Sébastien Simon der Held der letzten Vendée Globe, erreichte das Ziel als Dritter mit einem abgebrochenen Foil.  Er überwacht derzeit den Bau seiner zukünftigen Imoca, deren Stapellauf für kommenden August geplant ist. Trotz eines engen Zeitplans wird er am 1. November bei der Route du Rhum an den Start gehen. Langfristig ist das Ziel klar: ein Sieg bei der Vendée Globe 2028.

 

Die Fertigung der neuen Groupe Dubreuil IMOCA schreitet in Southampton gut voran. Wir haben bereits mehr als 30.000 Arbeitsstunden hinter uns und es bleiben noch etwa 25.000, um die „Black Box”, also den Rumpf, das Deck und die gesamte Struktur, fertigzustellen.
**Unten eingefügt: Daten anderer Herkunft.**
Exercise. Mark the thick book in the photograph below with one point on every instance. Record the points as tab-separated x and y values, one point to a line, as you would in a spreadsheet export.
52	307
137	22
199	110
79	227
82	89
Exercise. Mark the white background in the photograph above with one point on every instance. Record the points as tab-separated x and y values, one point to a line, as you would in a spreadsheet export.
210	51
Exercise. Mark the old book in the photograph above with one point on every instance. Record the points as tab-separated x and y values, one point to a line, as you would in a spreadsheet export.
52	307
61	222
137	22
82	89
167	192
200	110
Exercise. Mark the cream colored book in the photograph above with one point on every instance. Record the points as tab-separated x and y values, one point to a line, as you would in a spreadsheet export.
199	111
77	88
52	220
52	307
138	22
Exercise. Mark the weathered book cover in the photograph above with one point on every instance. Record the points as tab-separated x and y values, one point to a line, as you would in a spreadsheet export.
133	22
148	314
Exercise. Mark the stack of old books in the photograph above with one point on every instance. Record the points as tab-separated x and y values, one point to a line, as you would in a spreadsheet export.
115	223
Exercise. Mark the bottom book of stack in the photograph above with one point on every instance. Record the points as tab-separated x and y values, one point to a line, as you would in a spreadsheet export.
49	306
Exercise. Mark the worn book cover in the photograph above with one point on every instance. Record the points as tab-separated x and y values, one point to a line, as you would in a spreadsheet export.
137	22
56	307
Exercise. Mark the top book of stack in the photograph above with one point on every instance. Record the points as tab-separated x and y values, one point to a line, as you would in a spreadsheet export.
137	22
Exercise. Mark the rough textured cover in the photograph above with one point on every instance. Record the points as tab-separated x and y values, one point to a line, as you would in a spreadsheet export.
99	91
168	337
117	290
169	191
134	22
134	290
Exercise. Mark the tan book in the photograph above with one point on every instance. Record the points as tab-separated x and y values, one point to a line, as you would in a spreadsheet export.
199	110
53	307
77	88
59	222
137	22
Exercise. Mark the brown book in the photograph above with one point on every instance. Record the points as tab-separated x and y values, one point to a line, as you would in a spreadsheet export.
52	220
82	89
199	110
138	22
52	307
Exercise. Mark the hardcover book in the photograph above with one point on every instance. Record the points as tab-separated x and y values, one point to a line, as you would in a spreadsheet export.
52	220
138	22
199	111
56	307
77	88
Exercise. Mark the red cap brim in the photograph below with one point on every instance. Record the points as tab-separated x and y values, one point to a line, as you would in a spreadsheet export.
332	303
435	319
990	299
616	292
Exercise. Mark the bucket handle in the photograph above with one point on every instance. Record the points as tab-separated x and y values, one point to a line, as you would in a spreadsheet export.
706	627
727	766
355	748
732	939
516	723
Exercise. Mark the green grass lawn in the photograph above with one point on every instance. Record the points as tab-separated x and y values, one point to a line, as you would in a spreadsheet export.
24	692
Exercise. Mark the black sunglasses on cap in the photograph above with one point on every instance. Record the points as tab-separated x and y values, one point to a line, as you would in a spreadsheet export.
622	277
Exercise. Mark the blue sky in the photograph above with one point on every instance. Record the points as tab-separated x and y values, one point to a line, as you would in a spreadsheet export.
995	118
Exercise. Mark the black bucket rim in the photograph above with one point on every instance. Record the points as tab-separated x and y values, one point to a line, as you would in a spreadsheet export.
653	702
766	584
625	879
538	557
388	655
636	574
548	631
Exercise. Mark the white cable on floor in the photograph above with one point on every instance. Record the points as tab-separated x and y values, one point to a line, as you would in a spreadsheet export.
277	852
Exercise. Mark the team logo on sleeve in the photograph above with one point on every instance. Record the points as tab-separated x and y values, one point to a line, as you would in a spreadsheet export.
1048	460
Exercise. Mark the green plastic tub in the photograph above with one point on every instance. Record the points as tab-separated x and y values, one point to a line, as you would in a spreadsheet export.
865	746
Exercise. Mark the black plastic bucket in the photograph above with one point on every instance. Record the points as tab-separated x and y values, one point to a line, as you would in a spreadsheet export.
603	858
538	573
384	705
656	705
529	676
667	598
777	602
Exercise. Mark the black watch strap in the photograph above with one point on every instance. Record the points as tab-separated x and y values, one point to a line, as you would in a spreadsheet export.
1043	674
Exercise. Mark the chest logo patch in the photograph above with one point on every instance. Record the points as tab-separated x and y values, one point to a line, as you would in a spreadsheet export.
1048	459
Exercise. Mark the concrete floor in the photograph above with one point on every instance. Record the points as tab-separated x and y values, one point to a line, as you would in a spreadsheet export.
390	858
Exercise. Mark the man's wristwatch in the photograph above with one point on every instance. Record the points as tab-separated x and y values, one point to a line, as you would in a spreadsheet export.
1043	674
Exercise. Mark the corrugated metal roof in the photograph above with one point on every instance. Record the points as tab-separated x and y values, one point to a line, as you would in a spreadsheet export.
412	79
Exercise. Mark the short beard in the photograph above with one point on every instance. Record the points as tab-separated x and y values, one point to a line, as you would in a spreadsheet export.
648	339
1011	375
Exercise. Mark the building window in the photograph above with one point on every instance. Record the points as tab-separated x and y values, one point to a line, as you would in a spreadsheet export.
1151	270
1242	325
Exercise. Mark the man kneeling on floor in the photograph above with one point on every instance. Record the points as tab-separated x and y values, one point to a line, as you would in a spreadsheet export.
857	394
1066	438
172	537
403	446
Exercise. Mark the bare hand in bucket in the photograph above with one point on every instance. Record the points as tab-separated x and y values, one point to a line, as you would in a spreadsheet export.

Die Trennwände sind alle eingebaut, der Rumpf ist fertig und das Deck ist bereit.

 

Optisch scheint die Entwicklung weniger spektakulär zu sein als zu Beginn, da wir nun in eine Phase der Detailmontage eingetreten sind, die zwangsläufig weniger sichtbar, aber sehr zeitaufwändig ist.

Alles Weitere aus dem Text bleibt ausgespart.